ゲノムで未来予想図 ということ
 ヒトゲノムを解析している長崎大学の教授を取材させていただいた。
 現在、国内でもトップクラスの研究をされている先生だが、私のような素人にも、わかりやすく、最新の遺伝子工学の一端を紐解いてくださった。

 ゲノム研究は、月から地球を眺めて、(姿は直接見えないのだけれど)そこにいる60億人全てを特定するような作業なのだとおっしゃってました。

 大きな視点で見たとき、一つ一つには意味は持たないが、それが幾つかの集団にまとまると、それが人体の中で『いろいろな生物としての意味』を持ってくる。
 その集団が、遺伝子といわれるもので、現在行われている研究の一つが、「この集団(塩基対の配列)」が「こんな事を決めている」という、生命現象の設計図を明らかにしようという作業です。(多分。私の理解では。)

 で、全ての病気は「遺伝子」と関連があるのだそうです。ですから、病気の要因となる遺伝子が特定されれば、「予防医学」に革命的な変化が起こるといわれています。

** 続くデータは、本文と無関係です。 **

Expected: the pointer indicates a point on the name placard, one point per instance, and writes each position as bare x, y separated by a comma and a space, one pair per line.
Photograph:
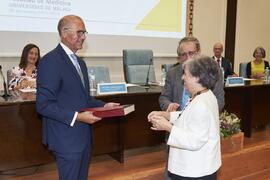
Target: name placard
235, 81
111, 88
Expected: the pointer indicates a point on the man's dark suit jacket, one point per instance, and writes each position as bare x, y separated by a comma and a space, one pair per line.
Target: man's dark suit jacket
227, 67
60, 93
173, 89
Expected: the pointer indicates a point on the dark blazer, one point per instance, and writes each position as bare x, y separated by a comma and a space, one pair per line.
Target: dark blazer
227, 67
248, 68
173, 89
60, 93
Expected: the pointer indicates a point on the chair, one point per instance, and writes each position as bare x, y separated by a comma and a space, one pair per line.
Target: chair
242, 70
9, 76
101, 73
167, 67
137, 63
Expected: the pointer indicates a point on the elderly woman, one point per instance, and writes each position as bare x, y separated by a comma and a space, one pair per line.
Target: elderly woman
194, 138
25, 75
255, 69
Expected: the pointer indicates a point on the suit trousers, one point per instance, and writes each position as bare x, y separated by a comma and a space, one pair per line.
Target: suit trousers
208, 177
73, 166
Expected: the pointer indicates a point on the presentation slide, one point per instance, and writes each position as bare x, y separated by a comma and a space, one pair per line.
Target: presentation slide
157, 18
123, 23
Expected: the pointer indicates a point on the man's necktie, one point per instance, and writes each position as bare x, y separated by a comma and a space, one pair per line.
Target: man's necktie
185, 98
77, 66
218, 61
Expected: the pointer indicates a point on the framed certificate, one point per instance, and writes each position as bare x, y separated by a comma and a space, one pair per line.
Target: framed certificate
111, 88
235, 81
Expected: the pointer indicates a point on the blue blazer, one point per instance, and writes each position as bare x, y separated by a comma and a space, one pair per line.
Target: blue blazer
60, 93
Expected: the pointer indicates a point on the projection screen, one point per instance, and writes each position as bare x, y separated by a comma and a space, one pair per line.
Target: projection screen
112, 25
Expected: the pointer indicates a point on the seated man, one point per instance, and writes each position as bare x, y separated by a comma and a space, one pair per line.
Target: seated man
222, 62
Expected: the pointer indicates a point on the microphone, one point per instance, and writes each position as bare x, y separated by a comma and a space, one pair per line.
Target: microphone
5, 95
147, 76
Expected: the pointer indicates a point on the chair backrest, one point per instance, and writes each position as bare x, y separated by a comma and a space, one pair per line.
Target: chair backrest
101, 73
167, 67
242, 70
137, 63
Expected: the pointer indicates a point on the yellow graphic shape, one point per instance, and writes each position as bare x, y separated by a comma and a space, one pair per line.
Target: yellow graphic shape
165, 16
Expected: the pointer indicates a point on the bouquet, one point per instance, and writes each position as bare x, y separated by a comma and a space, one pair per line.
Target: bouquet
229, 124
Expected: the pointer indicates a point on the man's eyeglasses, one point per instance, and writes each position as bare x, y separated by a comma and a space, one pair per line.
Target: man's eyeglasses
80, 33
187, 54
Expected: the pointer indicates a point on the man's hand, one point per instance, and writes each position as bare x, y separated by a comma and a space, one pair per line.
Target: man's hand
87, 117
173, 107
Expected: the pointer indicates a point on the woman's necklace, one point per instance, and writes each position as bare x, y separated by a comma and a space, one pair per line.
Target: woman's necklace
196, 94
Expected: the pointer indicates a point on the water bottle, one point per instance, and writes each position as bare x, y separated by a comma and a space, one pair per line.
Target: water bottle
163, 76
266, 74
93, 86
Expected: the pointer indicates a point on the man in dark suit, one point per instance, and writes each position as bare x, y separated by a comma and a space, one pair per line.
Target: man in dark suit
222, 62
172, 94
62, 91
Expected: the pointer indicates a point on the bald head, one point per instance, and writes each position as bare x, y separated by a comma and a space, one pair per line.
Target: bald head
72, 32
66, 22
218, 49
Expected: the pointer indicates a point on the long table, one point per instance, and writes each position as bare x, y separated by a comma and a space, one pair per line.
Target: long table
251, 103
20, 129
20, 125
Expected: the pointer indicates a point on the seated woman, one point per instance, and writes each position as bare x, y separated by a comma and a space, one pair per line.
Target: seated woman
255, 69
194, 139
24, 76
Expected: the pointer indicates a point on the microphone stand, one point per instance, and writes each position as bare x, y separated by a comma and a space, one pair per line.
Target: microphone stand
6, 94
147, 76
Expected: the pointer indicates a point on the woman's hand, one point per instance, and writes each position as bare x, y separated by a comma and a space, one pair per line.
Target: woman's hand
164, 114
160, 123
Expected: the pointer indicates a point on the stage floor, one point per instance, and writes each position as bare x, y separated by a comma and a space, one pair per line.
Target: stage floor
143, 164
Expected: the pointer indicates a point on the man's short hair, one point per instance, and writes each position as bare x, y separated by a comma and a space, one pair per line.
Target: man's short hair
204, 68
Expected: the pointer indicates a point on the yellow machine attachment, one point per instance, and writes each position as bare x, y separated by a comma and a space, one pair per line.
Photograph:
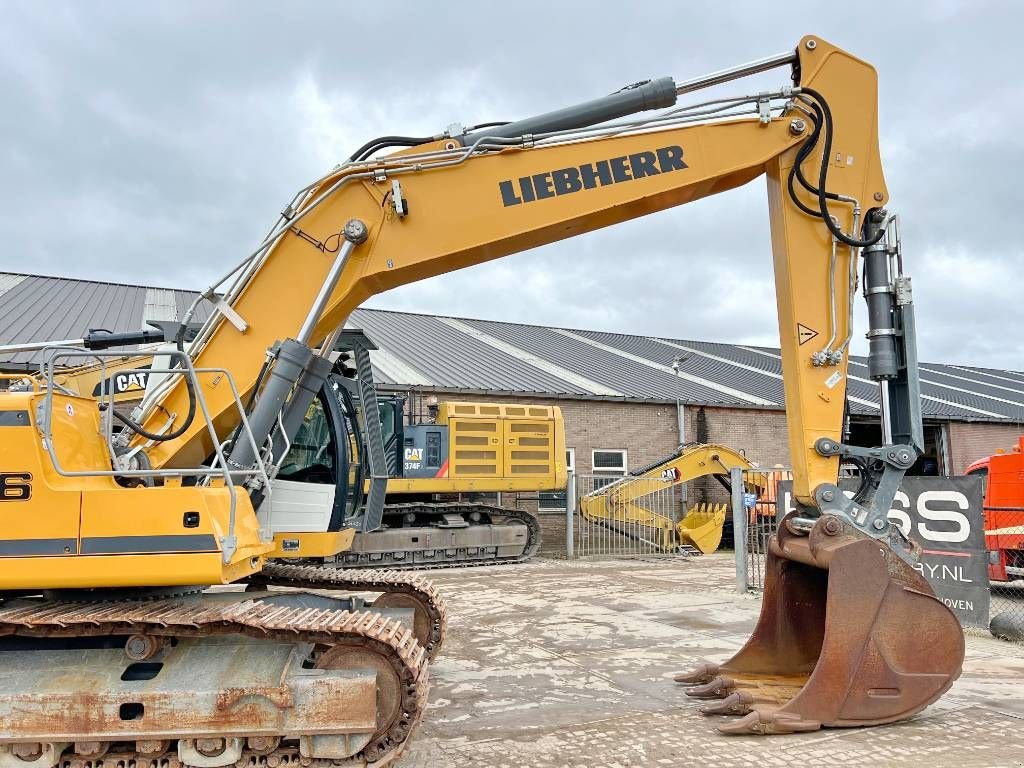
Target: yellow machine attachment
701, 526
623, 501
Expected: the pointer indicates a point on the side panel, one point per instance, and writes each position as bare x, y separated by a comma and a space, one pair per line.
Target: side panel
529, 448
37, 517
425, 453
476, 449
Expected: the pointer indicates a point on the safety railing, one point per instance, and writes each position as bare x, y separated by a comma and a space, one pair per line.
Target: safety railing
104, 402
755, 511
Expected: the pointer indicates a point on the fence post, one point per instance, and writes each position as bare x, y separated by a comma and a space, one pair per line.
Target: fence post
569, 512
738, 526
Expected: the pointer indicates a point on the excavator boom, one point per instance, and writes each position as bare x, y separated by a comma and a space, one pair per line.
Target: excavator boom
623, 501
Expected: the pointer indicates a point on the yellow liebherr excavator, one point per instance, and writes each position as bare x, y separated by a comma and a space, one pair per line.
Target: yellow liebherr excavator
621, 504
850, 634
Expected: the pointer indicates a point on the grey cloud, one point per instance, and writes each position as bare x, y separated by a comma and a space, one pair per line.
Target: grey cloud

 例えば、「糖尿病にかかりやすい人」「癌になりやすい人」などの検査が「遺伝子」を解析することで可能になります。
 糖尿病にかかりやすいという遺伝子を持つ人は、糖分を押さえた食生活につとめるとか、運動を欠かさないようにする。病気の発生を予見して、発症しにくい生活環境を作ってやることで、より確率の高い『予防』することができるようになります。
 さらに、個々の遺伝子に応じた薬を処方出来る様になり、副作用などの影響が出にくい医療が可能になるというのです。このような医療はより個別に具体的に行われることから「オーダーメイド医療」とも言われるそうです。
 で、それがこの10年以内に現実になるといわれています。

 凄いな〜、と思います。
 でも、でもですよ。
 自分のゲノム解析をしてもらって、病気の危険度を知った時、人は冷静にいることが出来るのだろうか、とも思うのです。
 一種、「生物としての」自己の未来を、これで知る訳じゃないですか。「遺伝子情報によると、若い時期に「癌」が発生する確率が90%」なんて診断がでたとき、生き方そのものが変わるような気がするんですよ。

 結婚する時や就職する時に、相手から「『遺伝子情報』を提出してくれ」、と言われたらどうします?
 こんな極秘にしたい「個人情報」ってないですよ。

 さらに、生命保険に入る時の契約書に、「遺伝的に、あなたが癌にかかる確率は?」なんて質問項目があったとしたら?
 医療保険が、「遺伝的要因」で負担金が異なるようなシステムに変えられたら?

 今、ざっと想像してもいろいろな局面で社会システムそのものがガラリと変わることもありえるのではないでしょうか?

 突き進む遺伝子研究そのものが、いいのか悪いのか、今の私には判断できませんし、日夜苦労して研究している方をどうこう言うつもりは毛頭ありませんが、この問題は、実に身近なところで、大きな影響を持つことだけは確かなようです。